Mental health funding: Fool me once …
Posted on April 9, 2021 at 1:34 PM by Mary Nelle Trefz
Among several tax elements, Senate File 587, the tax bill passed by Iowa Senate on a party-line vote earlier this week, would dramatically change how our state’s mental health system is funded. The bill would shift mental health funding from county property taxes to a fully state-funded system. It would do this by phasing out the county Mental Health and Disability Services property tax levy over a two-year period and replacing it a standing state appropriation to the Department of Human Services, which would then be distributed to the state’s 14 mental health service regions on an equal per capita basis.
Common Good Iowa is among the advocates who have long asked lawmakers to take responsibility for fixing Iowa’s current patchwork of mental health services by providing adequate, predictable and sustainable funding. This bill moves us only slightly closer to that goal.
Committing to a standing state appropriation for mental health services is a potentially promising step toward sustainability, but there are reasons to be skeptical. It’s difficult to trust the promises made by the bill’s backers — to replace local property tax dollars with state funding — when the very same bill breaks a similar promise lawmakers made to local governments back in 2013.
That year lawmakers promised to use state funds to “backfill” the dollars cities, counties and school districts would lose because of state-mandated commercial property tax cuts. This bill rescinds that 2013 promise. The result of that broken promise, if enacted, would be a mix of service cuts and higher property taxes across the state.
What’s that phrase? Fool me once, shame on you; fool me twice, shame on me. Mental health advocates would be wise to take heed.
The swap from county to state funding appears to represent a modest boost to the overall level of funding, at least in the short term, but a modest boost is not sufficient to address the unmet mental health needs of Iowa children and families, which have only grown during the pandemic. In later years, growth is limited to 1.5 percent per year, which is unlikely to keep pace with rising costs, much less expanding services.

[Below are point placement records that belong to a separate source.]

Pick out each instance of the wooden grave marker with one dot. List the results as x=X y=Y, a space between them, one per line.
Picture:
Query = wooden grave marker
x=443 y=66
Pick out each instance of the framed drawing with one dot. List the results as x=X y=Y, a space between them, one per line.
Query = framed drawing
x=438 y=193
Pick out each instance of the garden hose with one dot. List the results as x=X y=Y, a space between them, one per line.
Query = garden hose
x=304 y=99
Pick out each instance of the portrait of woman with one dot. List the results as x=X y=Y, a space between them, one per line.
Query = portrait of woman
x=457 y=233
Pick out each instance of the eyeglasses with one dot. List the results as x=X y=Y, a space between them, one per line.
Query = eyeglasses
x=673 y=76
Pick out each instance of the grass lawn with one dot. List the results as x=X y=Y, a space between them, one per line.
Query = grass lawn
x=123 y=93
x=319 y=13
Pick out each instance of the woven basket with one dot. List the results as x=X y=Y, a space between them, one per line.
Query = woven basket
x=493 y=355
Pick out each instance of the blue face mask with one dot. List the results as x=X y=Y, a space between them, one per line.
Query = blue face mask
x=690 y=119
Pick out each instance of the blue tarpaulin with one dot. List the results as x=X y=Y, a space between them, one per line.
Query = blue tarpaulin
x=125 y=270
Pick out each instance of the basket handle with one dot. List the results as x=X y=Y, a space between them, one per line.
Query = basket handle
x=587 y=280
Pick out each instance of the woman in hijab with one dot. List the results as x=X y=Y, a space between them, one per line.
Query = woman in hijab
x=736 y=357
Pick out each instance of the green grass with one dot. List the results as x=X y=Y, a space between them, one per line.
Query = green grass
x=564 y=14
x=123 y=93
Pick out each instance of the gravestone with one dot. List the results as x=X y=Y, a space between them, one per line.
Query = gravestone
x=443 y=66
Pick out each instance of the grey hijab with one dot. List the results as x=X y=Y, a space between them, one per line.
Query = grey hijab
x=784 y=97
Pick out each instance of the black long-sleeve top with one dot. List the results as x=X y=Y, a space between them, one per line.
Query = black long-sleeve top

Finally, the bill’s mental health provisions are missing an essential element. They completely fail to account for the needs of — and earlier promises made to — children. Iowa lawmakers in 2019 established a framework for a children’s mental health system, but — you guessed it — included no systemic funding for this system. Two years later, and the children’s system is still not funded. Not only does SF 587 lack the additional funding necessary to cover children’s services, it makes no mention of children whatsoever! Children are growing and developing, and their mental health needs often differ from those of adults. We must build and fund a system that meets the unique needs of children.
Members of the Iowa House should not pick up a bill that would break promises to local governments and enact tax cuts that will lead to cuts in state services. Instead they should focus on funding mental health services at a level that meet Iowans’ needs, with special attention to children.